Olga Tokarczuk Recommends Visionary Science Fiction
Briefly

Olga Tokarczuk Recommends Visionary Science Fiction
"I was quite sure that by the time I grew up we'd be flying to Mars and the moon without a second thought. I was going to work in space medicine or as a physicist. At first I read books for young people, but Stanisław Lem was my true initiation into the genre. My favorite of his books are "The Star Diaries," about a lone space traveller and scientist named Ijon Tichy, and " The Cyberiad," a set of stories about robots and intelligent machines."
"Lem was way ahead of his time, especially on the topic of machine intelligence.

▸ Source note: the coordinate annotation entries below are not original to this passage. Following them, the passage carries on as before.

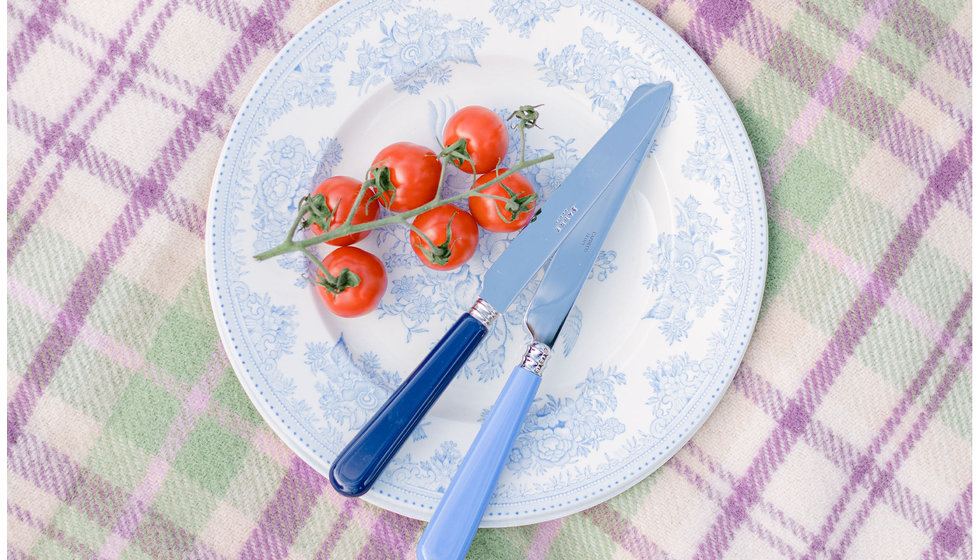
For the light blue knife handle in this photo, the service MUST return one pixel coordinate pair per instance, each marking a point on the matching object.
(454, 523)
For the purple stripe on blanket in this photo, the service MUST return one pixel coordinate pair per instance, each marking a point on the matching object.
(885, 477)
(392, 536)
(146, 196)
(87, 492)
(58, 135)
(286, 514)
(862, 472)
(852, 328)
(36, 29)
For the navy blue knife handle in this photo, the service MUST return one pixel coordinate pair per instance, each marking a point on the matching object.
(361, 462)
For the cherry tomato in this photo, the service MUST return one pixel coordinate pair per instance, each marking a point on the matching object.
(463, 237)
(340, 193)
(486, 137)
(499, 215)
(364, 293)
(414, 172)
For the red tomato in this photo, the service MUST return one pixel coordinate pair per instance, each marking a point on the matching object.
(499, 215)
(357, 296)
(414, 172)
(485, 134)
(340, 193)
(463, 237)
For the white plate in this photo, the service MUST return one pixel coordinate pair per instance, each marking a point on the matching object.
(659, 329)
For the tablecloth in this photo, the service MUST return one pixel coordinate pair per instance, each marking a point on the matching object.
(846, 431)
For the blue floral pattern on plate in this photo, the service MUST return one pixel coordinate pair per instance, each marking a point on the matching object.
(650, 345)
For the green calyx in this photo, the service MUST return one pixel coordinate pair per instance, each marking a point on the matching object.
(438, 254)
(346, 278)
(527, 116)
(456, 153)
(515, 205)
(317, 211)
(379, 177)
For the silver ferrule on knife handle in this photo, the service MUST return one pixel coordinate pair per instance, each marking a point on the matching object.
(483, 312)
(535, 357)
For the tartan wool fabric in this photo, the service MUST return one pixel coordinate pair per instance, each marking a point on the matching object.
(846, 432)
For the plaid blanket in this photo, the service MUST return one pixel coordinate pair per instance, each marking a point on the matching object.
(846, 432)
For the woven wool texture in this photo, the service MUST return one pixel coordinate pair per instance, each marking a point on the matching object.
(845, 433)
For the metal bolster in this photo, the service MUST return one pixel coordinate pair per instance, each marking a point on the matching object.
(483, 312)
(535, 357)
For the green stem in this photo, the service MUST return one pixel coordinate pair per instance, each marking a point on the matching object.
(290, 245)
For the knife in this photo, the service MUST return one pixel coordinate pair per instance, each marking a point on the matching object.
(455, 521)
(621, 148)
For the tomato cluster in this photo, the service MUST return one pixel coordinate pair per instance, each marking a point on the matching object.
(403, 178)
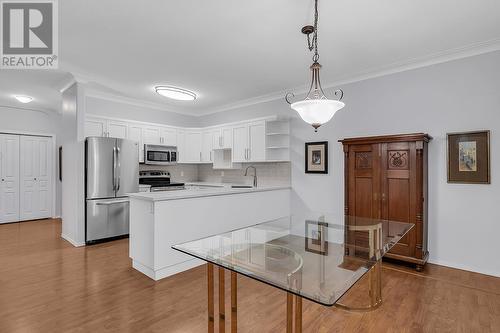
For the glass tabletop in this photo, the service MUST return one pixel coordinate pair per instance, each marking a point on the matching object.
(313, 255)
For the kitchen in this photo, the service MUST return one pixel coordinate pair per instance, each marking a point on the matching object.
(182, 167)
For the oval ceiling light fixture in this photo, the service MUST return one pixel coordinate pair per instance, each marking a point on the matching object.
(23, 98)
(176, 93)
(316, 109)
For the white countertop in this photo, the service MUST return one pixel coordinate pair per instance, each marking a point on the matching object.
(208, 191)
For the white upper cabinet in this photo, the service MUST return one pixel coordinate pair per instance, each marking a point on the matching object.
(135, 134)
(257, 141)
(117, 129)
(95, 127)
(249, 141)
(168, 136)
(151, 135)
(240, 143)
(207, 147)
(192, 147)
(227, 137)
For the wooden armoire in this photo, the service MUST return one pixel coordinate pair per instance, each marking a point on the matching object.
(386, 178)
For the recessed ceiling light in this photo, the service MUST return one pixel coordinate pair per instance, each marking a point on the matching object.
(23, 99)
(175, 93)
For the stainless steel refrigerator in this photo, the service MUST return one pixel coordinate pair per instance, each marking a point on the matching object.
(112, 171)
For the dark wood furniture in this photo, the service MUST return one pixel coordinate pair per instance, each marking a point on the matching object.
(386, 178)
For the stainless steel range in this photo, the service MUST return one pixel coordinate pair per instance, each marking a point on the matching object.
(159, 181)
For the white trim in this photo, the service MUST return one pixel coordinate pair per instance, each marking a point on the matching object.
(464, 267)
(164, 272)
(72, 241)
(401, 66)
(91, 92)
(396, 67)
(268, 118)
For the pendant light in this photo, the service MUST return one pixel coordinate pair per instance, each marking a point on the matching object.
(316, 109)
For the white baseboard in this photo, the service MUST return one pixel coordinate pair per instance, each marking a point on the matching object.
(72, 241)
(166, 271)
(464, 267)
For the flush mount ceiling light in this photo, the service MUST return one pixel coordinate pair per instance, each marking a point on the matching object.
(316, 109)
(175, 93)
(23, 99)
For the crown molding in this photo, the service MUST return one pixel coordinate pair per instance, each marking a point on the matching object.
(396, 67)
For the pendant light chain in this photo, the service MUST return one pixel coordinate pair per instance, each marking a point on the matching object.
(315, 36)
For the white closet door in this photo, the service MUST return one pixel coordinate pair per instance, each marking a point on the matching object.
(35, 175)
(9, 176)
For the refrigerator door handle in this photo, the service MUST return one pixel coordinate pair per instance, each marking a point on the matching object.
(118, 168)
(114, 168)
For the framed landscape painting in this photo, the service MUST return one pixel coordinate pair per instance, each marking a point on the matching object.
(469, 157)
(317, 157)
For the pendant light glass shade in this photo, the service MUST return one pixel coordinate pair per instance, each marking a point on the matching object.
(317, 111)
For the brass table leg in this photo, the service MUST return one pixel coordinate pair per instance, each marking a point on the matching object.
(289, 313)
(298, 314)
(375, 290)
(234, 302)
(222, 304)
(291, 316)
(210, 279)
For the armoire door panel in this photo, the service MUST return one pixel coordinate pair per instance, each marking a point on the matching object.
(364, 197)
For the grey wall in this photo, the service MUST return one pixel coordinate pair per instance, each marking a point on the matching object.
(461, 95)
(124, 110)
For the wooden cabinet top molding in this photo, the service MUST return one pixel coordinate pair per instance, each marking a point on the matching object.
(387, 138)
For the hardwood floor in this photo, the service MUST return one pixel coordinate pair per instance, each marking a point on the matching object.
(47, 285)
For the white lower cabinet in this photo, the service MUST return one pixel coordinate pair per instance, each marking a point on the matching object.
(9, 176)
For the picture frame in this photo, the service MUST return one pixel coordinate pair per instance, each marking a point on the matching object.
(316, 240)
(316, 157)
(468, 157)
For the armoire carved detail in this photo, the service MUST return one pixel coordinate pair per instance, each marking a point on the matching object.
(386, 178)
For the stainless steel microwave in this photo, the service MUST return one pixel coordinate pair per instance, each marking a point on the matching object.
(160, 154)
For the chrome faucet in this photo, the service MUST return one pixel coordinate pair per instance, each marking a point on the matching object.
(254, 174)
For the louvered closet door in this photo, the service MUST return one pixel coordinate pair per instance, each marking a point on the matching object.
(36, 182)
(9, 178)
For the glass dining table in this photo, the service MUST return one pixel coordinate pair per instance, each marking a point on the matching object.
(313, 256)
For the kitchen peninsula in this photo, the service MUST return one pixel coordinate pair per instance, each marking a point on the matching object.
(159, 220)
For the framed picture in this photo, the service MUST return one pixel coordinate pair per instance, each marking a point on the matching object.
(316, 237)
(317, 157)
(469, 157)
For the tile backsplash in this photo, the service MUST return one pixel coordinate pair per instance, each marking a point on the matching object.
(268, 174)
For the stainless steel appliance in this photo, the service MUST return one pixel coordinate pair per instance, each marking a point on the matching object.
(111, 172)
(159, 181)
(160, 154)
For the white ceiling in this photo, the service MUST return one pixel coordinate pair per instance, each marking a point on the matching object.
(232, 52)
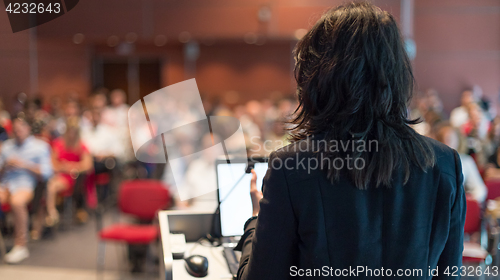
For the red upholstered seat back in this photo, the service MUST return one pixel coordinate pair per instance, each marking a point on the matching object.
(472, 217)
(142, 198)
(493, 188)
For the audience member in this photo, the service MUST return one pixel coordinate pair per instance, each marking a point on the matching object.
(24, 161)
(71, 159)
(460, 115)
(473, 182)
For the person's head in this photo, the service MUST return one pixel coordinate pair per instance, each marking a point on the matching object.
(99, 101)
(467, 97)
(354, 81)
(448, 135)
(117, 97)
(96, 117)
(475, 113)
(71, 108)
(72, 133)
(21, 128)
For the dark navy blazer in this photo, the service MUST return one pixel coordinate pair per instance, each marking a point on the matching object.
(309, 225)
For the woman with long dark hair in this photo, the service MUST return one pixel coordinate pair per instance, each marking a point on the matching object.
(358, 192)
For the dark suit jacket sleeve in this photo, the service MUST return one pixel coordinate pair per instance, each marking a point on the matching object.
(452, 253)
(269, 244)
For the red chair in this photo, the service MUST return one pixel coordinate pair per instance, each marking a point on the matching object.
(141, 199)
(493, 188)
(473, 252)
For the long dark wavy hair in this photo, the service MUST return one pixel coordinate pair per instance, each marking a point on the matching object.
(354, 82)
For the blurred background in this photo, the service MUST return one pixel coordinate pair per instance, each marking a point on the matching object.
(73, 79)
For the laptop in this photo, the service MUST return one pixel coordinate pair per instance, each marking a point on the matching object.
(235, 204)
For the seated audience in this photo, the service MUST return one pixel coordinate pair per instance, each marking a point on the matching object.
(71, 159)
(460, 115)
(476, 130)
(473, 182)
(23, 161)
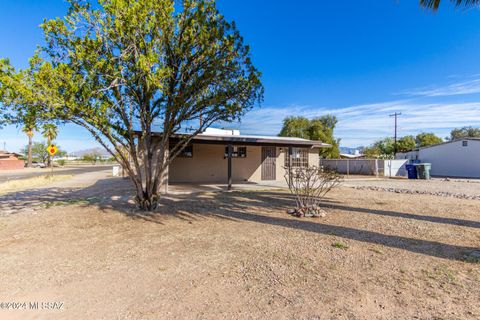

He had a superb sense of humor and a unique genius for discovering all sorts of paradoxes; his writing challenges the imagination, posing the sorts of questions that are the subjects of philosophical studies. In the story "The Seventh Journey," Ijon's spaceship falls into a time loop, resulting in a swarm of different Ijons from different parts of the same day."
Fiction emphasizes the porosity of boundaries — between nations, ethnicities, fiction and reality, consciousness and dreams. Novels stage constant flux of national borders, especially in Eastern Europe, and combine supernatural and science-fictional elements. One novel portrays sleeping people whose internal worlds flare up and grow over reality like scar tissue. Several favored science-fiction writers blend the fantastical with the prosaic. Early engagement with science fiction fostered expectations of routine space travel and careers in space medicine or physics. Stanisław Lem's works, including The Star Diaries and The Cyberiad, display prescience about machine intelligence, sharp humor, paradoxes, and philosophical challenges to the imagination.